Vi siete mai chiesti perché durante o dopo un ciclo di antibiotici consigliano di prendere gastroprotettori o fermenti lattici? Quando si assumono dei medicinali il nostro microbioma intestinale si indebolisce ma essendo i batteri fondamentali per la nostra sopravvivenza e per la nostra buona salute, questi vanno aiutati e riequilibrati.
Una cosa simile succede nei terreni. La rizosfera, cioè la porzione di terreno che circonda le radici delle piante da cui assorbono i nutrienti essenziali e l’acqua, è un mondo complesso. O almeno così dovrebbe essere. L’agricoltura industriale ha, infatti, tolto importanza alla biodiversità microbica dei suoli, riducendone la fertilità e, in alcuni casi, arrivando addirittura a coltivare in sterilità come succede nelle serre idroponiche. I risultati? Un cibo con valori nutrizionali più bassi e un terreno sempre più sterile, più povero e meno favorevole alla vita. Un suolo sano è un suolo vivo, ricco di batteri e di funghi.

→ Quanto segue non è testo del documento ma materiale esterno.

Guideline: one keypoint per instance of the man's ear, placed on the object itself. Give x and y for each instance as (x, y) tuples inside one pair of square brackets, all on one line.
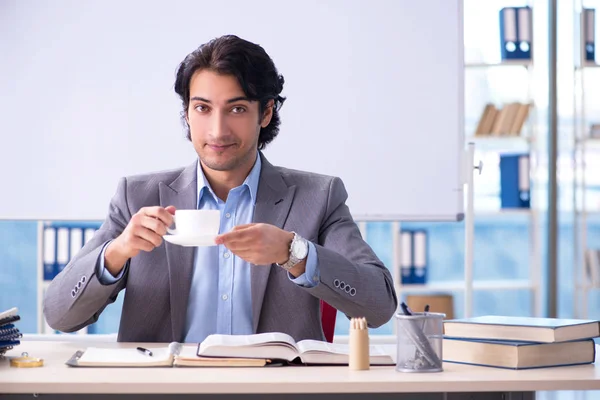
[(267, 114)]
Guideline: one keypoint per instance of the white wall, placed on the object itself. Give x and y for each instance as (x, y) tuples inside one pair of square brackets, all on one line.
[(374, 96)]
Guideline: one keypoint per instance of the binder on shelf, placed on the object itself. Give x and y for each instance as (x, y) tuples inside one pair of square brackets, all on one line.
[(62, 248), (75, 242), (524, 32), (514, 181), (420, 245), (516, 33), (406, 256), (589, 34), (88, 235), (49, 252)]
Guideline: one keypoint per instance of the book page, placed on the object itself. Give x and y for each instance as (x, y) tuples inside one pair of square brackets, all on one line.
[(305, 346), (108, 357), (272, 345), (259, 339)]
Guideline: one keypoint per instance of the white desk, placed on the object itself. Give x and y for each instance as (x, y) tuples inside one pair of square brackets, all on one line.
[(381, 382)]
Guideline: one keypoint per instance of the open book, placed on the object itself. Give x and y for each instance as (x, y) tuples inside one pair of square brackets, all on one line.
[(257, 350), (280, 346), (175, 354)]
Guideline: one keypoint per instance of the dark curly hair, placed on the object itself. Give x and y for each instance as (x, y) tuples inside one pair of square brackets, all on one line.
[(249, 63)]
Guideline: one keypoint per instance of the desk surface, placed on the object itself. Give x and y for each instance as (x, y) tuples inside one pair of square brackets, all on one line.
[(56, 377)]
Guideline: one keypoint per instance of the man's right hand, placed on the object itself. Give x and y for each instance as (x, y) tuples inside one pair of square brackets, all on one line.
[(144, 232)]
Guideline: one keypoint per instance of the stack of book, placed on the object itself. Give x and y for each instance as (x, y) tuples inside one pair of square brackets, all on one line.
[(9, 334), (520, 342), (506, 121)]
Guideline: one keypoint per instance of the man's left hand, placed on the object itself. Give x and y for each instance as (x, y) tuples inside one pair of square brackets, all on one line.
[(260, 244)]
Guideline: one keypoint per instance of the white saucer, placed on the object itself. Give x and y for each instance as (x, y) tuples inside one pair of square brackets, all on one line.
[(191, 241)]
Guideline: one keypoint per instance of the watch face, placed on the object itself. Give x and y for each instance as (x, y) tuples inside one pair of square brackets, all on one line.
[(300, 249)]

Eliminando la vita circostante anche le piante ne risentono, ammalandosi sempre più di frequente e richiedendo un maggior intervento da parte dell’uomo, in un circolo vizioso continuo che sta portando le nostre terre, tra le più ricche di biodiversità al mondo, a impoverirsi sempre di più.
Cosa c’entra tutto ciò con la xylella è presto detto. Sono appena tornato da due giorni in Salento, a Nociglia (Lecce), dove ho avuto il piacere e l’onore di partecipare all’incontro “Nuovi approcci e tecnologie per la salvaguardia delle produzioni – Contrasto alla Xylella con l’agricoltura simbiotica”.

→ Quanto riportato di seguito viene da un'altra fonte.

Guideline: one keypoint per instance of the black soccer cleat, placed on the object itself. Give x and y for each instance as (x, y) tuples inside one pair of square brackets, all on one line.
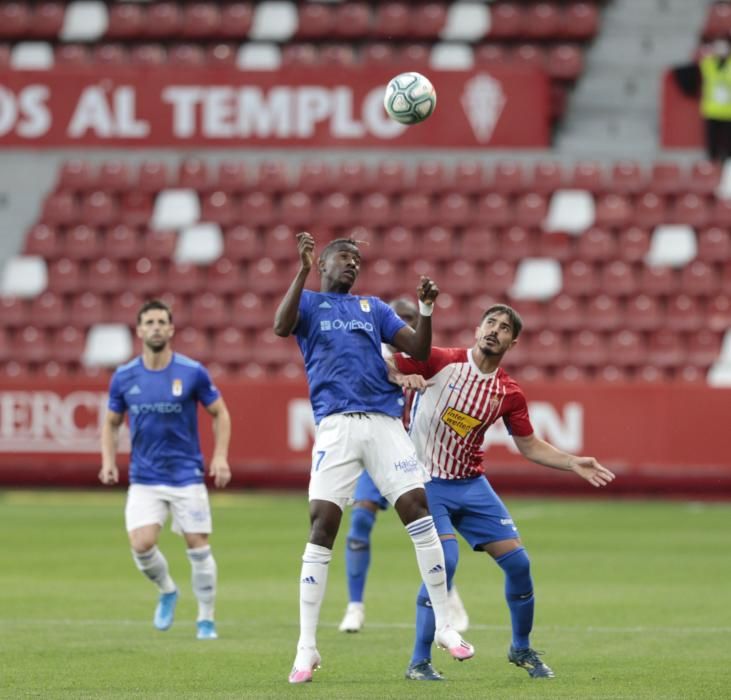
[(530, 660), (423, 671)]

È stato molto interessante scoprire che, mentre l’Unione Europea e il nostro ministro Martina progettano di estirpare alberi millenari e culture altrettanto longeve, c’è chi sul territorio si fa in quattro per approfondire e cercare alternative. Con risultati davvero notevoli.
Tra queste alternative si sta sperimentando l’agricoltura simbiotica, di cui ieri ha parlato molto approfonditamente Giusto Giovannetti, Direttore scientifico CCS Aosta e Responsabile del progetto BiCC, insieme, tra gli altri, a Emilio Stefani, Docente dell’Università di Modena-Reggio Emilia, Sergio Capaldo, Presidente La Granda e Presidente del Consorzio Agricoltura Simbiotica e Roberto Polo, Presidente Associazione Salento Sostenibile che ha parlato e ci ha mostrato la sue esperienza sul campo.
L’agricoltura simbiotica ha diversi obiettivi: migliorare la fertilità e la salute del suolo attraverso il solo utilizzo di sostanze naturali; migliorare le funzionalità del secondo cervello dell’uomo: l’intestino (attraverso il cibo i microrganismi presenti nel suolo e nelle piante raggiungono l’intestino umano e qui svolgono importanti funzioni: favoriscono l’assorbimento di sostanze nutritive, collaborano al metabolismo e impediscono che l’ambiente intestinale venga occupato da altri microrganismi patogeni); dare vita a prodotti e metodi funzionali alla salvaguardia dell’ambiente e di chi lo abita.
Oggi queste conoscenze sono state messe in pratica anche per contrastare la Xylella attraverso l’inoculo di un biota microbico in grado di indurre una resistenza e di contrastare l’occupazione dell’apparato vascolare da parte del patogeno. Durante il convegno sono stati presentati i risultati ottenuti nel primo anno del progetto CODIRO, una sperimentazione ufficiale approvata e finanziata dalla Regione Puglia. La sperimentazione ha interessato una superficie di circa 10 ettari distribuita in 10 aziende ed una superficie di controllo di altri 10 ettari.
E questo discorso vale per gli ulivi del Salento, così come per le risaie del Piemonte, i vigneti della Lombardia e per tutte quelle coltivazioni che per decenni hanno sfruttato il terreno senza considerare l’importanza della vita che lo popola e delle popolazioni che vi abitano. Nonché per il nostro intestino!